Cholecystectomy is considered safe during pregnancy, with a laparoscopic approach as the standard of care regardless of trimester, though the second trimester is ideal. 

  

 

Pregnancy-Related Updates in Practice

Ultimately, clinicians should familiarize themselves with the best practice advice to feel comfortable when counseling and managing pregnancy-related concerns, especially high-risk patients, said Eugenia Shmidt, MD, assistant professor of gastroenterology, hepatology, and nutrition, and founder of the IBD Preconception and Pregnancy Planning Clinic at the University of Minnesota, Minneapolis.

Dr. Eugenia Shmidt

“Half of all patients with GI and liver disease are women, and oftentimes, they don’t have appropriate guidance regarding reproductive health in the context of their disease,” she said. “There exists a very large knowledge gap in this area, particularly because most clinical trials exclude pregnant people.”  
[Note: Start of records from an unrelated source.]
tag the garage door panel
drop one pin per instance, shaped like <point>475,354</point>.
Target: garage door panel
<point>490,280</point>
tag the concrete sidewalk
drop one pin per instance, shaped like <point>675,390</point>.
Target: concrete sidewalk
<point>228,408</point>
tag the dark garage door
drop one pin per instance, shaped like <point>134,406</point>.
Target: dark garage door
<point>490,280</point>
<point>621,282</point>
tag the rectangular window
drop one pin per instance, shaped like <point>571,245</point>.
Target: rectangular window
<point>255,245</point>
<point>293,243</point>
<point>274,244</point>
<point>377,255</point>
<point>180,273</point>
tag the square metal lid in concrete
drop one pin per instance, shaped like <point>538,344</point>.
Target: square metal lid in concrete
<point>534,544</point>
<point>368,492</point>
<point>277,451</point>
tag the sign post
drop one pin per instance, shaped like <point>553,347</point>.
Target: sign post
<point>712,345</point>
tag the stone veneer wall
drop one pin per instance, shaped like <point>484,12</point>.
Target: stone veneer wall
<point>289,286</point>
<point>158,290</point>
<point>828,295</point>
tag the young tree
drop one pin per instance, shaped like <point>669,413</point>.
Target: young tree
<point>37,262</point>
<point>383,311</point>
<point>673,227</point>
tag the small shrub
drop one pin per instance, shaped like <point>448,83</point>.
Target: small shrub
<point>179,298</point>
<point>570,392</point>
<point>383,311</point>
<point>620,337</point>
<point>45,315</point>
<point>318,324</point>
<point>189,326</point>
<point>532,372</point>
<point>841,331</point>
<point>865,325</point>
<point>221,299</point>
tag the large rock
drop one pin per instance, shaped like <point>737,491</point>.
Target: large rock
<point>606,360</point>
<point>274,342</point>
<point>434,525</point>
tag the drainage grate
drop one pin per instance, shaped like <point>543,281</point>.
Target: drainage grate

Most importantly, the advice statements can guide practitioners on how to help pregnant patients make informed reproductive decisions, she added.  

“This CPU makes it clear that preconception counseling and multidisciplinary care are key in optimizing reproductive health, regardless of the underlying GI or liver disease,” Shmidt said. “GI practitioners should be counseling women well in advance of pregnancy and recruiting all relevant stakeholders as early as possible, even prior to conception. This way, pregnancy care is not reactive, but instead proactive.”  

The authors received no specific funding for this update. Kothari and Shmidt reported no relevant disclosures.

A version of this article appeared on Medscape.com.